Dans "Mes deux papas", Eric Mukendi met en mots la multiplicité des mondes
"Mes deux papas" nous plonge dans la vie de Boris, 14 ans, un adolescent originaire du Congo, arrivé en France sept ans plus tôt. Elevé par son oncle Fulgence, dans la banlieue populaire de Bondy près de Paris, son quotidien est bousculé quand son père biologique revient dans sa vie.
Un titre à double sens
Contrairement à ce que le lecteur pourrait penser, "Mes deux papas" n'est pas une histoire d'homoparentalité. Une confusion assumée qui amuse Eric Mukendi: "Au départ, mon éditeur (Gallimard) avait un doute sur le titre. Moi j’aimais bien ce double sens car cela interpelle. En plus quand on découvre l’histoire, Boris a vraiment deux papas, donc ça tient tout à fait."
Tout comme son protagoniste principal, Eric Mukendi vient du Congo et il est aussi arrivé en France à l'âge de sept ans. Mais les ressemblances s'arrêtent là, déclare l'écrivain qui a pour sa part grandi en Normandie, entouré de ses deux parents congolais. Pour nourrir son roman, l'auteur s'est inspiré de sa propre adolescence et de ses élèves, car il a lui-même enseigné pendant dix ans à Bondy.
"Débrouille-toi pour vivre"
Et il n'est pas tendre avec son personnage principal. Sa mère meurt en couche, son petit frère décède rapidement et son père le confie à son oncle, dans l'espoir d'une vie meilleure. Malgré ces événements tragiques, le roman d'Eric Mukendi ne tombe jamais dans le pathos. Il s'en dégage même une certaine philosophie de vie, que l'auteur attribue à la mentalité congolaise.
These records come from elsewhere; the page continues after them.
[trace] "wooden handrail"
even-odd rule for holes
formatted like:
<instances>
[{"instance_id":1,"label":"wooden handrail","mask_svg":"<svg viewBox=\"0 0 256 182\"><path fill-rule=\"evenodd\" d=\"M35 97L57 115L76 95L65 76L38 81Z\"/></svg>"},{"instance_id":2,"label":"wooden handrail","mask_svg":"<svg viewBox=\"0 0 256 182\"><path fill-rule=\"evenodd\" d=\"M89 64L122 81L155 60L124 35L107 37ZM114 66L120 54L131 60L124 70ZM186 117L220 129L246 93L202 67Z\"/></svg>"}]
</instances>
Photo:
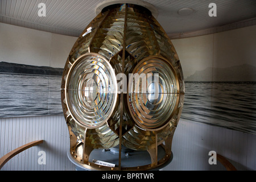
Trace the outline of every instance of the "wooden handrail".
<instances>
[{"instance_id":1,"label":"wooden handrail","mask_svg":"<svg viewBox=\"0 0 256 182\"><path fill-rule=\"evenodd\" d=\"M224 166L228 171L237 171L237 169L223 156L217 154L217 160Z\"/></svg>"},{"instance_id":2,"label":"wooden handrail","mask_svg":"<svg viewBox=\"0 0 256 182\"><path fill-rule=\"evenodd\" d=\"M21 152L24 151L26 149L28 149L34 146L42 143L43 143L43 141L44 141L43 140L40 140L28 143L11 151L8 154L6 154L4 156L3 156L1 158L0 158L0 169L2 168L2 167L3 167L3 165L5 165L5 163L6 163L10 159L11 159L12 158L18 154L20 153Z\"/></svg>"}]
</instances>

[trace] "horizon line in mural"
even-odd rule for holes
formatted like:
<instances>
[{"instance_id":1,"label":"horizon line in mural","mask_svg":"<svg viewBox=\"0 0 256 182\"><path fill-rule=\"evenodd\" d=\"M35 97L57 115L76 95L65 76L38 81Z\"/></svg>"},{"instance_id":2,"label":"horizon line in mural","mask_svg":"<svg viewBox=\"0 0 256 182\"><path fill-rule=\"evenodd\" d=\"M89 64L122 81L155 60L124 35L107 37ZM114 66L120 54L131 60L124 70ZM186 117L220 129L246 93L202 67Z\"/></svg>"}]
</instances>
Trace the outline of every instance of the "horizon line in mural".
<instances>
[{"instance_id":1,"label":"horizon line in mural","mask_svg":"<svg viewBox=\"0 0 256 182\"><path fill-rule=\"evenodd\" d=\"M62 76L63 69L61 68L0 61L0 73ZM255 82L256 67L249 64L223 68L208 67L196 71L184 80L186 82Z\"/></svg>"}]
</instances>

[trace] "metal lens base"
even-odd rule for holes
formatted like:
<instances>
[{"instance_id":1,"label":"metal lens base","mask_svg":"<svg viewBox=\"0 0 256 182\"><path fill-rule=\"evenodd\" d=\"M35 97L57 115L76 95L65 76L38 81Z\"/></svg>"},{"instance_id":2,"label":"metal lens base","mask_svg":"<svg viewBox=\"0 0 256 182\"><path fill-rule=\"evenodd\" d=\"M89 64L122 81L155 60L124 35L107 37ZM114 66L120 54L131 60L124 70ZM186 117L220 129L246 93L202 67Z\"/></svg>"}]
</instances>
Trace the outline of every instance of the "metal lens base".
<instances>
[{"instance_id":1,"label":"metal lens base","mask_svg":"<svg viewBox=\"0 0 256 182\"><path fill-rule=\"evenodd\" d=\"M82 143L77 146L77 154L78 155L81 155L79 151L82 151ZM68 152L68 157L76 166L76 169L80 171L159 170L171 163L173 159L173 154L172 153L170 155L166 155L163 145L159 146L158 151L158 165L155 166L151 164L150 155L146 151L127 150L125 148L123 152L121 154L122 164L120 167L118 167L118 153L113 152L111 149L94 149L90 154L89 162L86 164L78 162L71 155L69 151ZM115 167L110 167L96 164L93 163L93 160L114 164Z\"/></svg>"}]
</instances>

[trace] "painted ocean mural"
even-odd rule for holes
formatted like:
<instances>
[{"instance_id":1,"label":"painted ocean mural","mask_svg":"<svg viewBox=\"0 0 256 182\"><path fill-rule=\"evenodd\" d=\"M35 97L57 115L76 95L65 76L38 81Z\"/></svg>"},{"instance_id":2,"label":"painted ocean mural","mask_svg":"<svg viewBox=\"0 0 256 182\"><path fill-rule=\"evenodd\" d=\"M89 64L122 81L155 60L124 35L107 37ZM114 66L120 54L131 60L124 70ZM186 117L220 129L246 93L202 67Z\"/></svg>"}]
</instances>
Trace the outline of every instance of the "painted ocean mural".
<instances>
[{"instance_id":1,"label":"painted ocean mural","mask_svg":"<svg viewBox=\"0 0 256 182\"><path fill-rule=\"evenodd\" d=\"M0 68L1 118L63 114L61 68ZM185 79L181 119L256 134L255 73L250 65L196 72Z\"/></svg>"}]
</instances>

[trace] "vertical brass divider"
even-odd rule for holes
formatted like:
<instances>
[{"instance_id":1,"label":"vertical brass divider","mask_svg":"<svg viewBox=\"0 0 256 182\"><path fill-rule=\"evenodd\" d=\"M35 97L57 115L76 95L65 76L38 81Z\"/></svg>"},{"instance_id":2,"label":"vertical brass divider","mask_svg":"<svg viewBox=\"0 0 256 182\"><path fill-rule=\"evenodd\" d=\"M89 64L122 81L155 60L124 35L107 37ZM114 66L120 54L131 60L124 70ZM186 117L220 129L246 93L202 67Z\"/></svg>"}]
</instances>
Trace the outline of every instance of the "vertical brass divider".
<instances>
[{"instance_id":1,"label":"vertical brass divider","mask_svg":"<svg viewBox=\"0 0 256 182\"><path fill-rule=\"evenodd\" d=\"M122 55L122 73L125 73L125 45L126 40L126 27L127 27L127 4L125 4L125 24L123 27L123 52ZM120 125L119 126L119 160L118 160L118 169L121 169L121 155L122 155L122 123L123 122L123 93L121 93L120 99Z\"/></svg>"},{"instance_id":2,"label":"vertical brass divider","mask_svg":"<svg viewBox=\"0 0 256 182\"><path fill-rule=\"evenodd\" d=\"M84 131L84 148L82 150L82 163L86 164L88 164L89 162L89 156L90 156L90 154L93 150L93 148L90 144L87 144L87 130L88 129L85 129L85 130Z\"/></svg>"},{"instance_id":3,"label":"vertical brass divider","mask_svg":"<svg viewBox=\"0 0 256 182\"><path fill-rule=\"evenodd\" d=\"M88 52L90 53L90 47L92 47L92 43L93 42L93 40L94 40L94 39L95 38L95 35L96 35L97 32L98 31L98 30L100 29L100 27L101 27L103 22L104 22L104 20L105 20L106 18L108 16L108 15L109 15L109 13L110 12L110 11L108 11L107 13L106 13L106 14L104 15L104 17L102 18L102 20L101 20L101 23L100 23L100 24L98 25L98 26L97 27L96 30L95 30L94 33L93 34L93 36L92 36L92 39L90 40L90 43L89 43L89 46L88 46Z\"/></svg>"}]
</instances>

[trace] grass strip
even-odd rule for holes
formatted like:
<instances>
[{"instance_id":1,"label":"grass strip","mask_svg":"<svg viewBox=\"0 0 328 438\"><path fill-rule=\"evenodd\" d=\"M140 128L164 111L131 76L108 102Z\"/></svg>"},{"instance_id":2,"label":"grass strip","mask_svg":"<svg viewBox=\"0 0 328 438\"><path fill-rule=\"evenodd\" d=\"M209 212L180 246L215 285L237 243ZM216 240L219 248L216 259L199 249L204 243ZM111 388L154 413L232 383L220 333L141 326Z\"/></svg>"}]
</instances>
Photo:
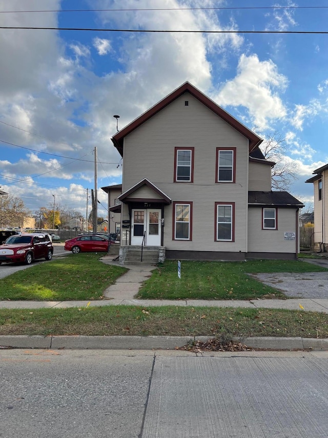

L’idée, ce n’est pas de dire que les gens qui n’ont rien sont heureux. C’est plutôt de montrer qu'il faut avancer malgré les difficultés. Parce que de toute façon personne ne va s'apitoyer sur ton sort.
Eric Mukendi cite d'ailleurs le célèbre article 15, un article imaginaire de la Constitution du Congo qui dit "Débrouille-toi pour vivre". Tous les Congolais le connaissent et s'y réfèrent au quotidien.
Mixité sociale et culturelle
La collusion des mondes n'est pas toujours facile dans "Mes deux papas". Même si l'oncle de Boris, tonton Fulgence, est plus progressiste que son père biologique, la cohabitation avec sa femme Béatrice, Française de souche est parfois source de crispations. Que ce soit sur les heures de rendez-vous, les scènes de sexe explicites à la télévision ou le rôle des femmes. Des disputes formatrices pour Boris, qui les observe avec beaucoup d'acuité du haut de ses quatorze ans.
S'énerver et crier en disant que mon peuple a mieux compris les choses de la vie que le tien c'est comme être face à face et se disputer à propos d'où se trouvent la droite et la gauche.
Une sagesse sur la vie que l'on retrouve aussi dans l'histoire d'amour entre Boris et Hortense, une jeune bourgeoise des beaux quartiers. Boris a tout à fait conscience qu'il ne "boxe" pas dans la même catégorie qu'elle.
Parler noir et parler blanc
En parallèle de son activité d'écrivain, Eric Mukendi est également professeur de français, une explication peut-être de son amour des langues. Dans son roman "Mes deux papas", Boris mélange allégrement français, argot, arabe, et mots du bled. Pour ce protagoniste, la langue du quartier est un "plat français où chacun rajoute ses épices et sa sauce".
Autre exemple symbolique: celui du sens des mots qui peut avoir une signification très différente selon la culture. Dans son livre, Eric Mukendi prend le mot vraiment: "Au Congo et en Afrique, quand quelqu'un raconte une histoire qui lui tient à cœur, quelque chose de difficile ou douloureux, le mot 'vraiment' permet de soutenir la personne, tout en l'invitant à continuer. Côté français, le mot 'vraiment' a une connotation où l'on n'y croit pas trop."
"Mes deux papas" est un roman qui mélange les mots, les cultures et les classes sociales, où le happy end n'est pas forcément au rendez-vous. L'essentiel est ailleurs: trouver sa place dans ce monde et tenter de rendre les choses meilleures.
Sarah Clément/ld
"Mes deux papas", Eric Mukendi, ed. Gallimard, collection Continents Noirs.